O delegado deve relatar o inquérito em menos de 10 dias, o promotor deve denunciar em menos de 5 dias, o juiz deve interrogar em menos de 8 dias, a defesa deve apresentar seus argumentos em menos de 3 dias, todas as testemunhas devem ser ouvidas em menos 20 dias para cada parte e o juiz deve apresentar a sua sentença em menos de 20 dias! Se a lentidão for imputada à defesa, pior para o acusado que embarcou uma canoa furada com estratégias complexas que mantém na prisão alguém que já poderia ter sido julgado. Todavia, não é isso que ocorre na esmagadora maioria das vezes.

O problema do tempo está intrinsecamente ligado às carências do aparato estatal, deixando à míngua a estrutura judiciária, ministerial e investigativa. O cidadão encarcerado nada tem a ver com isso e deve ser sempre colocado em liberdade, caso haja excesso de prazo de dias, de horas, de meses.

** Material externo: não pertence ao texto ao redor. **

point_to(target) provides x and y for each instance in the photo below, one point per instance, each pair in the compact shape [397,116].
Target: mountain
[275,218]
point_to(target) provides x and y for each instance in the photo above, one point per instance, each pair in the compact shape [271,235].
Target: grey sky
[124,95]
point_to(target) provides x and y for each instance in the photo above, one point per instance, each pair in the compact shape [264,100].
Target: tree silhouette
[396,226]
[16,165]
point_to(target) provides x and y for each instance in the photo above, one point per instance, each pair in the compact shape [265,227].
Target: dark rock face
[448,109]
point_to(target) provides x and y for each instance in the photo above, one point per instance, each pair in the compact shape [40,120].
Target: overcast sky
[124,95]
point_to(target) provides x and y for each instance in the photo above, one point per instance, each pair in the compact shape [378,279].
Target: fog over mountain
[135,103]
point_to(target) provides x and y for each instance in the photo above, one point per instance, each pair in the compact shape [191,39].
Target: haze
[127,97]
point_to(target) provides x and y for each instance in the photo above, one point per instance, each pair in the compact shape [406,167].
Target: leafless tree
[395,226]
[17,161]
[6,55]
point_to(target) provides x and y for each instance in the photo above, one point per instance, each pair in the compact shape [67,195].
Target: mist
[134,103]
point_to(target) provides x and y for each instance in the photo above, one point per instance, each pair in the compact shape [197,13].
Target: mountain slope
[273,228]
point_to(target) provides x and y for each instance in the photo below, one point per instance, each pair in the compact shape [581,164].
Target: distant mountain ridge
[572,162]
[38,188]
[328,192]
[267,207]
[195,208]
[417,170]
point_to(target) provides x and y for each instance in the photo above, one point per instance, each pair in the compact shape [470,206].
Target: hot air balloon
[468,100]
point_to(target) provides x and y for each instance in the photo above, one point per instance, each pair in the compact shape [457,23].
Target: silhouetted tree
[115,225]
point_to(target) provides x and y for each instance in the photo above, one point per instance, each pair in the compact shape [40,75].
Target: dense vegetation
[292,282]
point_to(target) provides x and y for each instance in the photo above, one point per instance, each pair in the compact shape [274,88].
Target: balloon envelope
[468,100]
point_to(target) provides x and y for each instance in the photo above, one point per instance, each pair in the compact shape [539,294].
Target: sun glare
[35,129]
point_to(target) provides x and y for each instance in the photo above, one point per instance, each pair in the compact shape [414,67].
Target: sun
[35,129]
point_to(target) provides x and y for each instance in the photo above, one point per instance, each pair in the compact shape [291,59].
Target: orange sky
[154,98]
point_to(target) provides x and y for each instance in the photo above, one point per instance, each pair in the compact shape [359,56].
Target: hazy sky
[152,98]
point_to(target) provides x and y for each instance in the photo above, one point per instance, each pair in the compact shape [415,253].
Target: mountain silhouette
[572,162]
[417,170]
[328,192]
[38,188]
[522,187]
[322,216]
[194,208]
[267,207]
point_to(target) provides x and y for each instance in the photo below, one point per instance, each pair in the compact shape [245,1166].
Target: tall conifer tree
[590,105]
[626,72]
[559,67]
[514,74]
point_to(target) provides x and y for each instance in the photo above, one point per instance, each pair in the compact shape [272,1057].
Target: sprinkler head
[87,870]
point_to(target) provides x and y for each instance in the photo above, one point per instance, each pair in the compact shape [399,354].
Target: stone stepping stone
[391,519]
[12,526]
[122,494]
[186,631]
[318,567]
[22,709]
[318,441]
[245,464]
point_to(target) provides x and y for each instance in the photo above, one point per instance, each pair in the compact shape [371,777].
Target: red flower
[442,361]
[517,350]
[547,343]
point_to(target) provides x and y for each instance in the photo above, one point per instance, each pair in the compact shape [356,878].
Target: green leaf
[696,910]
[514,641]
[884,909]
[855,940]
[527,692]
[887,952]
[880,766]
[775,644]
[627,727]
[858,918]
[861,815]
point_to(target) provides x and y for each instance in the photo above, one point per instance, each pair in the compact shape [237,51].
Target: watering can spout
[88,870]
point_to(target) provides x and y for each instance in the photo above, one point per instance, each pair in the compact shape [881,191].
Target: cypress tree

É muito cinismo ouvir expressões como “excesso de prazo razoável”. Essa locução pertence àqueles que enxergam o processo penal como o “problema do outro” e não o inerente às liberdades civis. Excesso de uma hora, de um dia, de uma semana é odioso, e tão inaceitável para uma família de classe alta como para uma família pobre, sem recursos para reclamar seus direitos diante de tribunais superiores. Ademais, o Supremo Tribunal Federal já decidiu tantas vezes que não é a gravidade do crime que leva o cidadão acusado à cadeira ou nela é mantido. Noutras palavras – as suscetibilidades de ordem emocional não podem compor o quadro decisório na mente do julgador. A prisão provisória de um cidadão é um problema de toda a sociedade e não apenas da defesa do acusado. Por isso mesmo, segue o reconhecimento pela decisão do Desembargador Díocles de Figueiredo, servindo de inspiração aos demais pares do TJMT.

Eduardo Mahon é advogado em MT e Brasília.